Just as Gandhian ideals have contributed to renewed efforts towards deeply nonviolent parenting, what we learn from our children, starting at birth, can help us build a more peaceful, trusting and cooperative society.

It was a meeting outside the Collector’s office in Nandurbar District, Maharashtra that I discovered how systematically the government failed to hear people’s voices and how ruinously this boded for the country’s development planning and implementation.  The same women who were so vocal in all the village meetings and leading the shouting in the rally through the district headquarters, were silent before the Collector himself.  When I asked why, they told me they could not understand his language – Marathi.  They spoke Pavri, Bhilali, and the Collector’s office did not even bother to hire an interpreter for this meeting with its own constituents.  Two days of talking and waiting yielded nothing.

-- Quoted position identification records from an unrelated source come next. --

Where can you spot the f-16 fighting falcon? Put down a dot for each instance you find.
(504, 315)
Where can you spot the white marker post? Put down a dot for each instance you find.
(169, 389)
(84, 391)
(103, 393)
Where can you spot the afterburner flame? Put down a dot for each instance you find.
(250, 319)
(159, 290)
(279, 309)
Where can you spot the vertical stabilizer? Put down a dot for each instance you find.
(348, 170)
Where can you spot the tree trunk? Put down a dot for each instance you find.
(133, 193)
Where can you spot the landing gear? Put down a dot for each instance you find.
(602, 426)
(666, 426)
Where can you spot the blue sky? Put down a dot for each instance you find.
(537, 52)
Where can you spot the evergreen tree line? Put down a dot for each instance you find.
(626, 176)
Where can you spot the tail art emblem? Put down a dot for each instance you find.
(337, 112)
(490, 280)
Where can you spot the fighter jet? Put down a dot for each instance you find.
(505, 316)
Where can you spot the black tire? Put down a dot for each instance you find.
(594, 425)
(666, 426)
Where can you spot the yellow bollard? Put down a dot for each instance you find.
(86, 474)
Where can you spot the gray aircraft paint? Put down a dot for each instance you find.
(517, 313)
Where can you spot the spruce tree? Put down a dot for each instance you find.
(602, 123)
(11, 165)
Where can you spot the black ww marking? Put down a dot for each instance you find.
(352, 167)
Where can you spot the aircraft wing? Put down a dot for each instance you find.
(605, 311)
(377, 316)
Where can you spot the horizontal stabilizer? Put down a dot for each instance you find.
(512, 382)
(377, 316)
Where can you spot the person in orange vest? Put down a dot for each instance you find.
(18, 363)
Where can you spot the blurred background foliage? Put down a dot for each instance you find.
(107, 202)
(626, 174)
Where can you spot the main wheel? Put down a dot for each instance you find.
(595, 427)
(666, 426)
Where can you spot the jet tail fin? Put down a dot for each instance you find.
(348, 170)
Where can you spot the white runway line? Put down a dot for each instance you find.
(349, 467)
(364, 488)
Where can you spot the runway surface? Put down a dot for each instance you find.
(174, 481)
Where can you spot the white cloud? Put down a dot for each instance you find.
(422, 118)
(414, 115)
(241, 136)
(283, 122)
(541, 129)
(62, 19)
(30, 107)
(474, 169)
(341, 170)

The Deputy Collector, however, spoke the tribal language, and could put himself in the people’s shoes, because he too had been displaced due to the Akai dam project.  It was he who cut through the tall claims made in the Supreme Court and got through to the reality of how much land was available for rehabilitation.  Unfortunately, he was transferred the following day.

Since then I have worked to hear people’s voices and make others hear them as well.  While District administrators might prefer to speak a more polished Telugu or even English, we speak only to introduce and facilitate the villagers’ speaking and we ourselves translate if required.

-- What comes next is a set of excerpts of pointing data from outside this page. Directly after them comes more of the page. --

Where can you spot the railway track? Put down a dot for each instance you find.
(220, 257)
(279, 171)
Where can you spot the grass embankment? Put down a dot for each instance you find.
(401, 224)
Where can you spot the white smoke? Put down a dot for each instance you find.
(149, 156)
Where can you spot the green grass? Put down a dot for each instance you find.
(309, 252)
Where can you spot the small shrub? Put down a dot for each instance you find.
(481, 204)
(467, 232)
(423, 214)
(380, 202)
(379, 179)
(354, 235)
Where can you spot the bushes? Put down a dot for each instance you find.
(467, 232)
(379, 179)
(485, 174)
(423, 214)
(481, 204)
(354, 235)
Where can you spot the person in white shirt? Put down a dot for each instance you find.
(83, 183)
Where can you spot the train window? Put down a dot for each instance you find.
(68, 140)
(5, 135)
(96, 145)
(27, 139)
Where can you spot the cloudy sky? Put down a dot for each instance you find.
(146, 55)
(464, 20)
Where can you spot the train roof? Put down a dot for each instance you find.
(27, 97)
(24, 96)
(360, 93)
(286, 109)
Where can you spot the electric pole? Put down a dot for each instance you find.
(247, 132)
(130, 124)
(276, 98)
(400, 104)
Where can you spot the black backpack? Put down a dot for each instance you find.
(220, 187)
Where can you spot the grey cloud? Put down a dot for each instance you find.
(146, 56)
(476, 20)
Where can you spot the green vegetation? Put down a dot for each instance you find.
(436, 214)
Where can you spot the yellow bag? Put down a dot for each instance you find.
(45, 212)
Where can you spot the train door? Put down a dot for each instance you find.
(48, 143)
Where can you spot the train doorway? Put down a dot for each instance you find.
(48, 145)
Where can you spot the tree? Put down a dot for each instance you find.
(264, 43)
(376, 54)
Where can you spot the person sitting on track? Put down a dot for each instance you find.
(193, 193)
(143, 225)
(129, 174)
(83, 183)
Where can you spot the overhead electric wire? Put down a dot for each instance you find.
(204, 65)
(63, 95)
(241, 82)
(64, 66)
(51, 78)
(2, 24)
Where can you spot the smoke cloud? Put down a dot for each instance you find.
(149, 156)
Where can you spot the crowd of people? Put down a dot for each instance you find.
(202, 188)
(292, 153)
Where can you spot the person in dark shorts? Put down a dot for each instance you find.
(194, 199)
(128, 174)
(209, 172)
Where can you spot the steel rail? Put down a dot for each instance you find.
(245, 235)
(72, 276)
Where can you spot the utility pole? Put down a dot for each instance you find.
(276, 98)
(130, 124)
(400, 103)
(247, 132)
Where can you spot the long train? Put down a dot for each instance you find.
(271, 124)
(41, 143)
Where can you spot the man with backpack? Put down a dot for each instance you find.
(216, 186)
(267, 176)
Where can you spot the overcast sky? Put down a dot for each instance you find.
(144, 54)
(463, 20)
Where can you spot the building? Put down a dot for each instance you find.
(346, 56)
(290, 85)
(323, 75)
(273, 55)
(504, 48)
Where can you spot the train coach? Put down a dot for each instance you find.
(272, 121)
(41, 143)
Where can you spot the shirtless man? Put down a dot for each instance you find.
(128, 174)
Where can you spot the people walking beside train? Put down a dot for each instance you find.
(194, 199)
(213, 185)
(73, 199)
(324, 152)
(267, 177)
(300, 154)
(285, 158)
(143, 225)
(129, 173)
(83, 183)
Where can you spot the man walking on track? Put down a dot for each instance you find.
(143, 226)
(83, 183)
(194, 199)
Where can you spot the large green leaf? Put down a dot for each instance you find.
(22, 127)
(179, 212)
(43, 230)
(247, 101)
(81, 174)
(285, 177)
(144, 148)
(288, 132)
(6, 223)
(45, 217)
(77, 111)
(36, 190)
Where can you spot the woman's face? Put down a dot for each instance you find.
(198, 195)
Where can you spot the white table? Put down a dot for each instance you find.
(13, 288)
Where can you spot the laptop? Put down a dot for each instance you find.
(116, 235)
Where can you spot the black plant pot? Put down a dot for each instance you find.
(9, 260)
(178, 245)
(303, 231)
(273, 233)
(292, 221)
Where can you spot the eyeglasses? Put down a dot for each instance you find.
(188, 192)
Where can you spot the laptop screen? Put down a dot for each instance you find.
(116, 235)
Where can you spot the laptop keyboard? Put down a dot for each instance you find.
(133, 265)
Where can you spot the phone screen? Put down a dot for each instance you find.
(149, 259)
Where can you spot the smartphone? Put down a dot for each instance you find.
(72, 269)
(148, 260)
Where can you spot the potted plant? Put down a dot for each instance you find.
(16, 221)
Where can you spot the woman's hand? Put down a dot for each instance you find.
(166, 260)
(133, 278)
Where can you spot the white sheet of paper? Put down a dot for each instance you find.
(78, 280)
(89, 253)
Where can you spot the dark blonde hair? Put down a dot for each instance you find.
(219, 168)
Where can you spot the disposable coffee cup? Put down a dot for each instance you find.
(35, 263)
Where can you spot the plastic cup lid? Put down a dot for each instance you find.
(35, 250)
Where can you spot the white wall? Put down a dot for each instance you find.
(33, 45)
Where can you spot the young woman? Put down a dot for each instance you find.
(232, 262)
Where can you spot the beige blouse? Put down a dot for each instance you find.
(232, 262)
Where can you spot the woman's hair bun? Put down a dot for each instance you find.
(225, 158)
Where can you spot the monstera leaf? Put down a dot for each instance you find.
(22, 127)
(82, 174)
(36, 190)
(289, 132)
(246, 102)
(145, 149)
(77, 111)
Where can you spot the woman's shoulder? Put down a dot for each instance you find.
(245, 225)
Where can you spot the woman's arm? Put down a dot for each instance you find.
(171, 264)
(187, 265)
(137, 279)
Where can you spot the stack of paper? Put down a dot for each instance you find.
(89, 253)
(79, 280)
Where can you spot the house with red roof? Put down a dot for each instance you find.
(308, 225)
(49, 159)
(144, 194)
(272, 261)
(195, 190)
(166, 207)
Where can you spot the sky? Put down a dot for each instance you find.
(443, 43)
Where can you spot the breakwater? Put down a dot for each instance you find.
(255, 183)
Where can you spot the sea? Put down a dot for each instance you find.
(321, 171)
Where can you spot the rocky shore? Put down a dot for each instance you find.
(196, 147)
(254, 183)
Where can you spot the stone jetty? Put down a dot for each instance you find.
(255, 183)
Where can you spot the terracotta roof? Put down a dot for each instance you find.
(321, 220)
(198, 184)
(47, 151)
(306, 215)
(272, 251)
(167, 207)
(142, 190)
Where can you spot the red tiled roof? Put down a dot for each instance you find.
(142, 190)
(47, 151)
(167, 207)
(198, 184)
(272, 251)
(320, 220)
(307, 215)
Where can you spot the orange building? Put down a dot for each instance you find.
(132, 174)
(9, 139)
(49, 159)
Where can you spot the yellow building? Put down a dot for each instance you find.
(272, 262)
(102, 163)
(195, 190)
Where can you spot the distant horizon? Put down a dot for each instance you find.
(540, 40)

Everyday ethical thumbrules such as the golden rule, asking, “what if everyone were to do this?” in deciding on a course of action, or not blaming people in their absence, all guide us in upholding the principle of transparency ourselves.

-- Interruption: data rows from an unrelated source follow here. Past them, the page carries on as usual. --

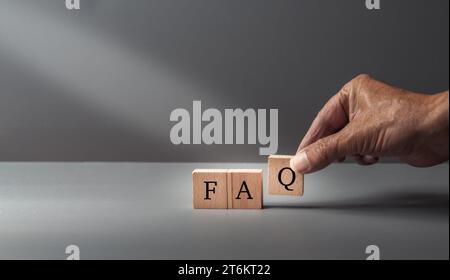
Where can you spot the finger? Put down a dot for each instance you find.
(331, 118)
(365, 159)
(322, 153)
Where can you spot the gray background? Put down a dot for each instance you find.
(99, 84)
(144, 211)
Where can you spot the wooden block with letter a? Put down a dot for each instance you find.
(282, 179)
(245, 188)
(210, 188)
(227, 188)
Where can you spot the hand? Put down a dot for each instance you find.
(368, 119)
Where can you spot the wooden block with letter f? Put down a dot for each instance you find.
(227, 188)
(282, 179)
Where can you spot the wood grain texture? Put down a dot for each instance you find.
(209, 188)
(246, 188)
(282, 179)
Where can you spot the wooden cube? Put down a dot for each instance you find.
(245, 188)
(210, 188)
(282, 179)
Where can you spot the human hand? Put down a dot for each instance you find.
(368, 119)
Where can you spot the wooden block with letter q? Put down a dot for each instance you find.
(282, 179)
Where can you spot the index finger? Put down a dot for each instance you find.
(331, 118)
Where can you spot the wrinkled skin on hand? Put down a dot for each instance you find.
(369, 119)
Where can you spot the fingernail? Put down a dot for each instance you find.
(300, 163)
(369, 159)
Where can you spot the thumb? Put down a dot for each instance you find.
(321, 153)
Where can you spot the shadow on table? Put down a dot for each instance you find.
(419, 204)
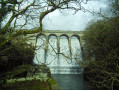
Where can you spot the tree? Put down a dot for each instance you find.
(101, 42)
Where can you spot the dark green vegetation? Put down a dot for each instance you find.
(28, 85)
(102, 51)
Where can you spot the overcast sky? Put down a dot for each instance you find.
(67, 21)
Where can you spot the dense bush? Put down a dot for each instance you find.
(14, 53)
(102, 44)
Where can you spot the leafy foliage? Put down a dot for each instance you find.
(14, 53)
(101, 43)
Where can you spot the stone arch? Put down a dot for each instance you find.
(78, 37)
(40, 35)
(52, 35)
(64, 35)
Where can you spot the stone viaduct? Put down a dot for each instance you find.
(58, 34)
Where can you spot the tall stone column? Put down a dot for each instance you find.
(69, 43)
(82, 47)
(58, 49)
(46, 50)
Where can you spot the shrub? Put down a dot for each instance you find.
(101, 42)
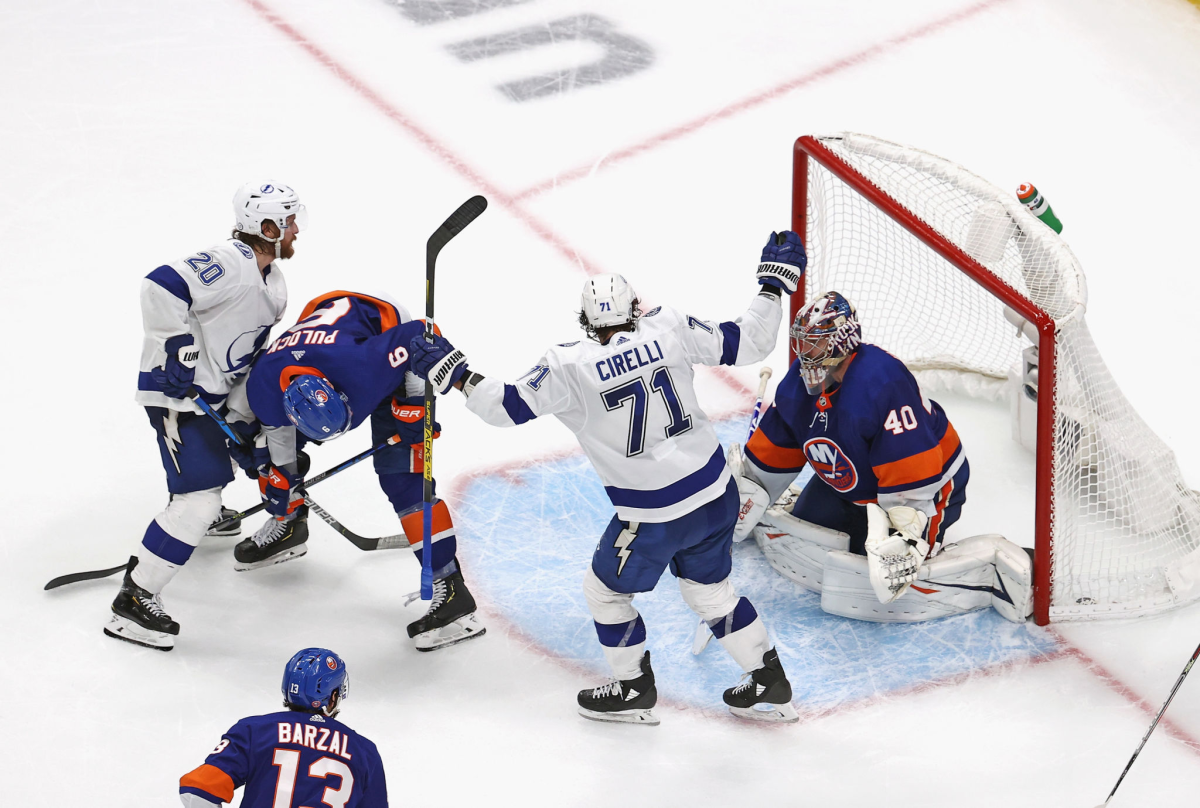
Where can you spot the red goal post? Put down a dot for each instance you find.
(906, 234)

In most social structures, where there is a hierarchy, no matter how many decisions are made democratically, there are usually a few who exercise greater authority and a large number whose lives are affected by their decisions.  Transparency requires those in authority to be prepared to explain their decisions and share information with all whom they govern.  Parenting was my first and most intense experience of being an authority figure and I find that I deeply cherish the principle of transparency to help me through all difficulties.   People usually say that you should talk to your infants because your voice is soothing, and this will help them learn to communicate.  I found talking extremely useful in the early weeks and months just to get through any tough moment.  Whether she objected to riding in her carseat, wanted to be upstairs when I was taking her downstairs, wanted to stay outside when we had to go inside …  whatever was the conflict, I could just talk about what we were doing, how long it would take, why and what alternatives we had.  I could repeat this explanation and even set it to a tune.  Though it was not always democratic, it was transparent.  Getting into the habit of explaining myself also helped me evaluate options and eventually, I feel, this did empower my daughter to articulate her ideas with confidence that her views mattered.

In my brief stint in the corporate world, though I was not in sales, we all went through customer service training to improve our teamwork skills.  Acknowledge others, put yourself in their shoes, own success by sharing it, explain a delay or failure openly rather than keeping quiet about it. While perhaps tricky to implement in a cutthroat business environment, these principles cultivate trust and transparency.  These days when a flight is delayed for take off the pilot will get on the intercom and say what the problem is.  It was not always this way.  Taking passengers into confidence helps them put themselves in the shoes of the pilot and realize that if they were facing these problems they would do exactly the same thing.

Since parents must impose some authority and the child’s voice, especially in the younger years, will never be equal to the parents’, parents have a solemn duty not only to listen to that voice and to empower it as much as possible, but also to be accountable for whatever authority they do impose.  The endless “whys” of children are their attempt to hold parents accountable and parents who take these questions seriously, accept the child’s curiosity and interest in finding reasons, will be able to encourage their children to question authority, including their own, even if they do not always have satisfactory answers for the questions.  Simply knowing that one is accountable to those over whom one exercises authority, will transform the relationship so that the child’s authority is also allowed to emerge in various spheres, nurturing a reciprocity where parent and child feel comfortable in respecting one another and authority remains tucked away in the background.